THE SPRINGBOKS have concluded a training camp in Paris, the venue for the 2023 World Cup which is now exactly two years away, and one of the necessities the Boks would have discussed as they cleverly enjoyed a taste of the venue is the need for consistency between now and that World Cup.
More specifically, there is the long-overdue need to win games they are expected to win as world champions but sometimes lose, and to outgrow the tendency of only winning big games when they are the underdogs.
A hallmark of Springbok rugby is that they are at their best when their backs are against the wall and the rugby world is casting aspersions on their quality. That is when the Boks are at their most dangerous but unfortunately, it has to be preceded by unexpected losses.
A perfect example is the recent Rugby Championship when the Boks – despite so many cautionary tales regarding complacency – twice lost to Australia, who on both occasions were rank outsiders.
The Boks were subsequently written off ahead of the Centenary Test against the All Blacks only to deliver a rousing performance that should have resulted in victory, and then they did get it right a week later in the 101st encounter between the rivals.
Speaking of the All Blacks, the reason why they are perpetually the No.1 team in the world and the most respected is because they consistently live up to their reputation – they are expected to win every game and they invariably do despite their opponents producing a “cup final” effort because of the stature of their opponents.
Bok coach Jacques Nienaber knows this and recently stressed the following: “We’ve got an experienced side but we still have a lot to learn about being champions and getting to that point where New Zealand was when they won 88 of 100 games.
“That is a consistency we’re still striving to get into our game and we’ll have to do it quickly over the next couple of years.”
And the perfect starting point for that quest is to follow up that last Rugby Championship win over the All Blacks with an unbeaten tour of the United Kingdom.
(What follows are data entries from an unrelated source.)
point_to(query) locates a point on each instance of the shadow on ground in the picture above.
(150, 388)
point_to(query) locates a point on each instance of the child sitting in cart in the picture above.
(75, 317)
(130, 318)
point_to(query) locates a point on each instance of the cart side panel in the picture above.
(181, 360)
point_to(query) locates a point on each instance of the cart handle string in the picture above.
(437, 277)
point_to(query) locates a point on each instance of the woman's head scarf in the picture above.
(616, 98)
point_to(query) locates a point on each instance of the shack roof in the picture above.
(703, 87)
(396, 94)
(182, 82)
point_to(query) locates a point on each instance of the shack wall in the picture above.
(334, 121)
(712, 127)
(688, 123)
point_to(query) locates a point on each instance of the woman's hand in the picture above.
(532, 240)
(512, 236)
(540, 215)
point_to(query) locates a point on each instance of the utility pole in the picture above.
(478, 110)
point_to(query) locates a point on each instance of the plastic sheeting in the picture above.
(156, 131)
The Boks travel across the English Channel today (Sunday) and on to Cardiff for a tour opener on Saturday against Wales, who have beaten the Boks at the Millennium Stadium four games in a row.
An under-strength Wales team on Saturday were smashed 54-16 by the All Blacks but they will have their seven England-based players available this week for the Boks (as the November international window opens) and with a host of British and Irish Lions in their team, they will fancy their chances of toppling the Boks, but if Siya Kolisi’s team could beat a much stronger team in the Lions, they should beat Wales.
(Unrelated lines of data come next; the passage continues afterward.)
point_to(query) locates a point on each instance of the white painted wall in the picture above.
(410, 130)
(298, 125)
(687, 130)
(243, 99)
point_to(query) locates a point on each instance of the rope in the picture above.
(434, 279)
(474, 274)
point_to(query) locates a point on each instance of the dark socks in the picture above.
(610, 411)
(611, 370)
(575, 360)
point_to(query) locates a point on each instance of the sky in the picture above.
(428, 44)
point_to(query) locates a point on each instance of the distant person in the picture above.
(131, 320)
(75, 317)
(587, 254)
Next is Scotland, a tricky side packed with former South Africans but it is a game the Boks will be expected to win with a reasonable degree of comfort.
The tour finale against England at a sold-out Twickenham will approach the intensity of the recent double-header against New Zealand, and indeed that of the World Cup final between these teams two years ago, but if the Boks could beat England and the All Blacks, they will be favoured to win this one.
And reminding the Boks of the need to embrace expectation will be none other than their talisman, Rassie Erasmus, who will celebrate the end of his misconduct hearing on Sunday by joining the team for the tour after having removed himself from the Rugby Championship because he did not want his spat with World Rugby to distract the players.
Flyhalf Handré Pollard was candid in his assessment of the director of rugby’s influence
“Rassie hasn’t been as hands-on with us of late because of the World Rugby court case and all that referee stuff,” Pollard said on Friday before his game for Montpellier against Lyon. “But it’s going to be great to have him back … we really missed him.
“He’s got a funny way of getting the best out of us.”